2. Description of the Prior Art
A background noise generating system has been disclosed in for example JPA 7-336290 titled “VOX Controlled Communication Apparatus (translated title)”. Next, with reference to FIGS. 1 and 2, the related art reference will be described in brief.
FIG. 1 is a block diagram showing the structure of the apparatus according to the related art reference. FIG. 2 is a flow chart showing the operation of the apparatus according to the related art reference.
As shown in FIG. 1, the apparatus according to the related art reference comprises a voice signal input terminal 610, a frame dividing portion 620, a voice presence state detecting portion 630, a controlling portion 640, a highly efficient voice encoding portion 650, a switch 660, and an encoded signal output terminal 670. The voice presence state detecting portion 630 comprises a frame energy calculating portion 631 and a voice presence/absence state determining portion 632.
Next, the overall operation of the apparatus according to the related art reference will be described in brief.
The frame dividing portion 620 receives a voice signal from the voice signal input terminal 610 (at step B1). The frame dividing portion 620 divides the voice signal into frames (with a period of 20 msec each). The frames are supplied to the voice presence state detecting portion 630 and the highly efficient voice encoding portion 650 (at step B2).
The frame energy calculating portion 631 calculates the intensity of energy of each frame of the voice signal and supplies the calculated data to the voice presence/absence state determining portion 632 (at step B3).

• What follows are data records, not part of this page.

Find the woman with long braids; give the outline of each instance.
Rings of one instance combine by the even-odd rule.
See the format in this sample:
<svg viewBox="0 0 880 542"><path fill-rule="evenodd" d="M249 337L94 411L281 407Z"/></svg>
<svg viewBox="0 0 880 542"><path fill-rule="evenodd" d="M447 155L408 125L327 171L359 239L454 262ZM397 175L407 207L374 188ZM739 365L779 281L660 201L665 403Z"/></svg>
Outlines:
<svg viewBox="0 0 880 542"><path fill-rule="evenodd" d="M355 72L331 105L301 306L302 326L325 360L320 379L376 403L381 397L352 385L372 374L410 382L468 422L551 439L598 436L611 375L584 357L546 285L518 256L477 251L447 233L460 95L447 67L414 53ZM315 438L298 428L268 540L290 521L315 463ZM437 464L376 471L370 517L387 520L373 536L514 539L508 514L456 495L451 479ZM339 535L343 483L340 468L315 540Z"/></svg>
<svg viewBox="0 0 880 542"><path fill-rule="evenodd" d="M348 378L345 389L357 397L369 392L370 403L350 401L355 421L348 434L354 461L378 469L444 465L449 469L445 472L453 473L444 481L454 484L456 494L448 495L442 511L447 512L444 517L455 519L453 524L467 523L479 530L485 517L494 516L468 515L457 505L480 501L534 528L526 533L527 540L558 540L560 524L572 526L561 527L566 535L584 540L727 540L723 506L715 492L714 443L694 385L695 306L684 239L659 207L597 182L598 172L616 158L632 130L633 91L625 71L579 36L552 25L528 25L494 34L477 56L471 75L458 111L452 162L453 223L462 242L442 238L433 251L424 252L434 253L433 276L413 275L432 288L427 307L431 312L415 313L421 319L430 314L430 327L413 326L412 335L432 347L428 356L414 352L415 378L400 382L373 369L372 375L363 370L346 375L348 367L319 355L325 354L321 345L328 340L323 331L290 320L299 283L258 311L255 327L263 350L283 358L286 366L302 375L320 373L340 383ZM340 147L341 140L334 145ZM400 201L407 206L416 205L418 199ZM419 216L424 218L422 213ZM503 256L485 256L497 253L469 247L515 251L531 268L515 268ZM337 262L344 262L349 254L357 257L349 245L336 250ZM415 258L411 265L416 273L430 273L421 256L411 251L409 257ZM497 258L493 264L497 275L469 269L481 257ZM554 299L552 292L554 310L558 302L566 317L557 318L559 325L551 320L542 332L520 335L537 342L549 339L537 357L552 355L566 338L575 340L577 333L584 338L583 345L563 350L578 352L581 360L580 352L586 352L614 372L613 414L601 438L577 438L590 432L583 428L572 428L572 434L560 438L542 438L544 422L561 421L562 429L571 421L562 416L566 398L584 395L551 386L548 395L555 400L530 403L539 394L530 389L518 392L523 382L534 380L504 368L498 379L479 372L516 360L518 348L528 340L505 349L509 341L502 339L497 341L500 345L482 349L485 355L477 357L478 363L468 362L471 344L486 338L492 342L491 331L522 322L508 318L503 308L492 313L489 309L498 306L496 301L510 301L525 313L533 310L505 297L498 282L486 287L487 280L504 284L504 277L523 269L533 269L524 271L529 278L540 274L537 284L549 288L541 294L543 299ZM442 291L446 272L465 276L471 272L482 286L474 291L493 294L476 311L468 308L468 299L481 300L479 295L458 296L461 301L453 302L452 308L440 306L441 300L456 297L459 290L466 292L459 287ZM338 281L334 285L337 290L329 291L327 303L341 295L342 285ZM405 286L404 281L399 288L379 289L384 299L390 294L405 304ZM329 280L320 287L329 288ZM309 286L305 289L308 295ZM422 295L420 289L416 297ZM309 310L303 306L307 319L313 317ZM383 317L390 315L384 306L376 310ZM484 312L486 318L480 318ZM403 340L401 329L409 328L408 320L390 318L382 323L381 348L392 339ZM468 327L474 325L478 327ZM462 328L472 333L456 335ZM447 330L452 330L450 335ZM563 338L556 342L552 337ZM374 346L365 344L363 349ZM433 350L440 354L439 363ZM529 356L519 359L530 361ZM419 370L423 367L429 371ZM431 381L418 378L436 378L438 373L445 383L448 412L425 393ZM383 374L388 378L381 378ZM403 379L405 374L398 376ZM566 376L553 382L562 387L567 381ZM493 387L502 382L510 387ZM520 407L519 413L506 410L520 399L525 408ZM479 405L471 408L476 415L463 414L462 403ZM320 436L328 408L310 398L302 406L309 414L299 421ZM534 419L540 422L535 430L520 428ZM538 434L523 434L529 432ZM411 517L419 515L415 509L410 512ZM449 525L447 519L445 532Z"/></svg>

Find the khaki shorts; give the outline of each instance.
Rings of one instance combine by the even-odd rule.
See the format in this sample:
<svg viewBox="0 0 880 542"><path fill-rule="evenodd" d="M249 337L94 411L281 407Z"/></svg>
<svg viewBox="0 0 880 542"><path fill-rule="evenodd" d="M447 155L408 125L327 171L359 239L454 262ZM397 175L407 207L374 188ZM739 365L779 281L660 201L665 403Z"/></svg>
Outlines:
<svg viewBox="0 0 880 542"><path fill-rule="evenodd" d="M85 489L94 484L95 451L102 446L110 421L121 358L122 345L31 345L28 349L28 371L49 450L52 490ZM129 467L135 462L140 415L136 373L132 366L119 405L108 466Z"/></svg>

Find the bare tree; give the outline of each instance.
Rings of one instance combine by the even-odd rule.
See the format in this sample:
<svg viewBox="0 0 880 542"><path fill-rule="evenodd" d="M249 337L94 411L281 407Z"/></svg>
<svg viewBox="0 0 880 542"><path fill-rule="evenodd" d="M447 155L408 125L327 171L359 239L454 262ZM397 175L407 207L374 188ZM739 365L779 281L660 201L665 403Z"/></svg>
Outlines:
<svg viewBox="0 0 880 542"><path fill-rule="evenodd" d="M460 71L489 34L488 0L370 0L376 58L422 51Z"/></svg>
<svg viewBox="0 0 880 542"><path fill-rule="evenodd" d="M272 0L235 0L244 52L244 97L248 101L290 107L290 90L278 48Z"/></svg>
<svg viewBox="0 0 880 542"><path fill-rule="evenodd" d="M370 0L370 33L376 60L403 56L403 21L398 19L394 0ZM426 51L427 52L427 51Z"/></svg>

The voice presence/absence state determining portion 632 determines whether or not the intensity of energy of each frame received from the frame energy calculating portion 631 is larger than a predetermined threshold value. When the intensity of energy of the current frame is larger than the predetermined threshold value, the voice presence/absence state determining portion 632 determines that the current frame is a voice frame. When the intensity of energy of the current frame is not larger than the predetermined threshold value, the voice presence/absence state determining portion 632 determines that the current frame is a non-voice frame. The voice presence/absence state determining portion 632 supplies the determined result to the controlling portion 640 (at step B4).
The controlling portion 640 controls the highly efficient voice encoding portion 650 and the switch 660 corresponding to the determined result received from the voice presence/absence state determining portion 632 (at step B5).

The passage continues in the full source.